The International Criminal Court (ICC) must broaden its probe of the violence that ripped Côte d’Ivoire apart in 2010 and 2011 to include violations committed by loyalists of President Alassane Ouattara, says Human Rights Watch.
Since 2011 the Hague-based court’s chief prosecutor, Fatou Bensouda, has been probing a conflict that erupted after former president Laurent Gbagbo refused to concede defeat to Ouattara in a vote the year before.
However, only Gbagbo and figures loyal to him have been charged so far for crimes committed in post-election violence that left at least 3,000 dead.
Gbagbo, in custody in The Hague, is the first former head of state to be prosecuted by the world’s only permanent war crimes tribunal.
‘It’s absolutely urgent to get started’ with a probe of violence committed by Ouattara loyalists during the war, said Elizabeth M Evenson, senior counsel of Human Rights Watch’s international justice programme. ‘Additional ICC investigations are necessary, but the focus so far on pro-Gbagbo forces has deeply polarised opinion … about the ICC’ within Côte d’Ivoire, she said.
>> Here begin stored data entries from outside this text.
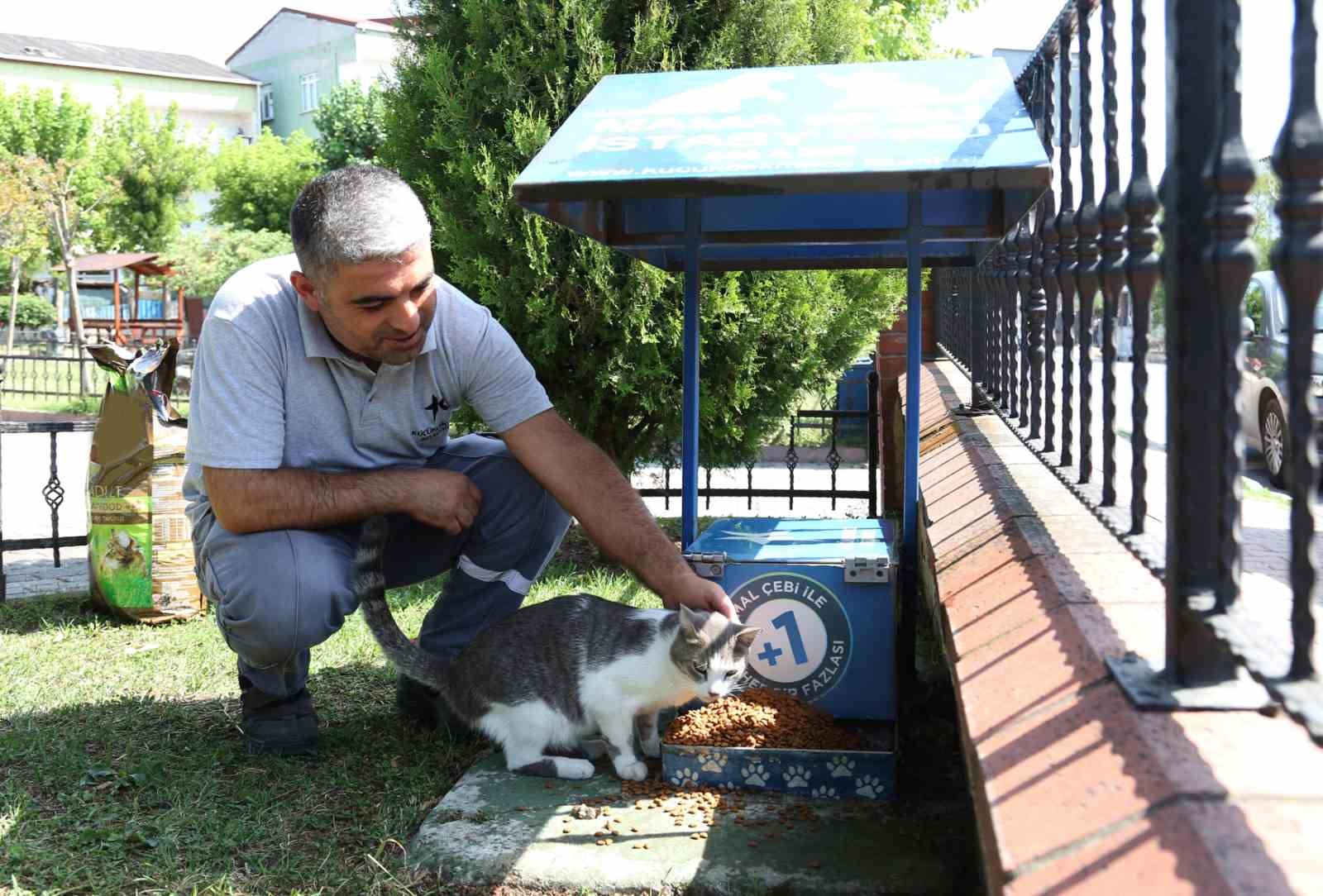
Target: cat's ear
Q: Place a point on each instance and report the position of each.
(690, 626)
(744, 640)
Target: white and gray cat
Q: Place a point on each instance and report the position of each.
(548, 675)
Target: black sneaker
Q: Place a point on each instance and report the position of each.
(423, 706)
(278, 726)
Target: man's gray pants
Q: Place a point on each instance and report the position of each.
(277, 593)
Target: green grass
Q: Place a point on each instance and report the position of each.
(122, 768)
(1256, 492)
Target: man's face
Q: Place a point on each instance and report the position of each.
(379, 311)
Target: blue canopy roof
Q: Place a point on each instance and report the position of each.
(804, 167)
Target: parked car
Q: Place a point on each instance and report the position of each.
(1263, 379)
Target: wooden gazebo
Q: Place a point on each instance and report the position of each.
(131, 328)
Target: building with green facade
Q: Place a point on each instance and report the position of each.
(213, 102)
(299, 57)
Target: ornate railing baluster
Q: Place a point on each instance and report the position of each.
(1067, 236)
(1141, 271)
(1230, 262)
(982, 326)
(1111, 271)
(833, 457)
(1051, 260)
(1024, 283)
(1009, 322)
(791, 461)
(1087, 247)
(1298, 159)
(998, 299)
(55, 496)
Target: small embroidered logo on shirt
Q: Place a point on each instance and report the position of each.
(438, 403)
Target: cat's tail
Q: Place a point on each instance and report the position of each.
(370, 587)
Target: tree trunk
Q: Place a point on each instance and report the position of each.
(13, 302)
(66, 240)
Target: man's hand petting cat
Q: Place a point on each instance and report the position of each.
(442, 498)
(700, 593)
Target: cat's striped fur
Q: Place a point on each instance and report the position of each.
(551, 674)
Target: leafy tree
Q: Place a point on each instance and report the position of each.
(903, 29)
(68, 194)
(156, 171)
(350, 121)
(480, 88)
(36, 125)
(209, 256)
(257, 184)
(23, 231)
(32, 312)
(1267, 229)
(50, 143)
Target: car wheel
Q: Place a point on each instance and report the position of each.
(1272, 430)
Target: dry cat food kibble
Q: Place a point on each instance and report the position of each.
(760, 717)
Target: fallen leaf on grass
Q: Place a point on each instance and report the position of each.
(143, 648)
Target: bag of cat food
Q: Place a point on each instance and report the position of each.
(139, 546)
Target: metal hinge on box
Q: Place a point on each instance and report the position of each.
(867, 569)
(709, 566)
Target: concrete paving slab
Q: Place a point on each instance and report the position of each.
(499, 827)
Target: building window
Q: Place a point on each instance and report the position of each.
(310, 92)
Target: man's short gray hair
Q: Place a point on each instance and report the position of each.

The New York-based rights group warned that a failure to expand the scope of the investigations would leave many in Côte d’Ivoire feeling unjustly sidelined.
‘Many victims feel that the court has ignored their suffering,’ Evenson told Agence France Presse (AFP).
Bensouda, a Gambian lawyer, had previously pledged her office would investigate abuses by both sides but had been held back by limited resources, Human Rights Watch said.
Human Rights Watch also released a report, Making Justice Count, which urged the ICC to do more to involve communities affected by the violence in Côte d’Ivoire in its work. It criticised the ICC’s failure to deploy an outreach officer to communicate with affected communities until autumn last year.